Main answer:
(a) The DT signal x[n] is periodic.
Step-by-step explanation:
To determine if the DT signal x[n] is periodic, we need to check if there exists a positive integer N such that x[n] = x[n+N] for all values of n.
Given that x(t) = 4 cos (18πt + π/4), we can find the period of the CT signal x(t) by dividing the angular frequency of the cosine function (18π) by the fundamental frequency (ω₀) of the signal.
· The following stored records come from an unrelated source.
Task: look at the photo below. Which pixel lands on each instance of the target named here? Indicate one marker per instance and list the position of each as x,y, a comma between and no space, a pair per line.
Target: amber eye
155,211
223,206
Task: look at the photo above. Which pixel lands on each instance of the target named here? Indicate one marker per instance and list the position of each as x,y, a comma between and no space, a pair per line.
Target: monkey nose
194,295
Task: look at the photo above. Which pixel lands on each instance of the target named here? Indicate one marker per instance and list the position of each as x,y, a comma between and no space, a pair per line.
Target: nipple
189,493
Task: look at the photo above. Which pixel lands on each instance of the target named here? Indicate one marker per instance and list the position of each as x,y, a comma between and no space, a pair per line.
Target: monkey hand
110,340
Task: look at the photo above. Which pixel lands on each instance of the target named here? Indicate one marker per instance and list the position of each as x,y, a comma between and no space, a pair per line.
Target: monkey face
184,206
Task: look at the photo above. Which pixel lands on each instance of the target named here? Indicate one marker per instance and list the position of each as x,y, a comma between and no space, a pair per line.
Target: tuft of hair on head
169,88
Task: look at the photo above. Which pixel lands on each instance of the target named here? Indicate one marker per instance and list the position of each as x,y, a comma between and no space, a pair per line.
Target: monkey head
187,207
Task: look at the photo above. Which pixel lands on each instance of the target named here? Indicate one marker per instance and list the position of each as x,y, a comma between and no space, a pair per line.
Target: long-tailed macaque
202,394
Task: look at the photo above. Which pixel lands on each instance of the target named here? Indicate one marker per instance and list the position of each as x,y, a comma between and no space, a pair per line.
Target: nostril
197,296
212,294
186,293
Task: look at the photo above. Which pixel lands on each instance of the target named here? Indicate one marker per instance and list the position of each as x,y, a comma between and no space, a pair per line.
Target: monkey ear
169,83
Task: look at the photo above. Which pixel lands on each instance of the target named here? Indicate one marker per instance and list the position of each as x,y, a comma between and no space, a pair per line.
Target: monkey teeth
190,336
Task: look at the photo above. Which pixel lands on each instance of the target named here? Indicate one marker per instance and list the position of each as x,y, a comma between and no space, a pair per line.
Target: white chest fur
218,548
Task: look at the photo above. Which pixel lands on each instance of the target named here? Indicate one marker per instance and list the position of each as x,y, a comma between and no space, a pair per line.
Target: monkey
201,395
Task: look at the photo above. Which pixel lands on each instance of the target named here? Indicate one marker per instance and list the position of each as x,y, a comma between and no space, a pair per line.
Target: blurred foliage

In this case, the fundamental frequency is the coefficient of t, which is 18π.
The period T of the CT signal is given by T = 2π/ω₀.
Now, let's determine the period of the DT signal x[n]. The period of a DT signal is equal to the reciprocal of the sampling rate, which is given as ω_s = 22π rad/s.
Therefore, the period of the DT signal x[n] is T_s = 2π/ω_s.
To find the period in samples, we need to divide the period T_s by the sampling interval Δt = 1, since the signal is sampled at a rate of 1 sample per unit time.
Therefore, the period in samples is N = T_s/Δt.
Substituting the values, we have N = (2π/ω_s) / 1 = 2π/ω_s.
Hence, the DT signal x[n] is periodic with a period of 2π/ω_s samples.
(b) To find the numbers A, ω₀, and θ₀, we can use the output y(t) = A cos(ω₀t + θ₀).
Given that the CT signal x(t) = 4 cos (18πt + π/4), we can see that y(t) is a reconstructed waveform of the DT signal x[n] through a perfect D/A converter.
Comparing the two equations, we can see that A = 4, ω₀ = 18π, and θ₀ = π/4.
Therefore, the numbers A, ω₀, and θ₀ are 4, 18π, and π/4, respectively.
I hope this explanation helps! Let me know if you have any further questions.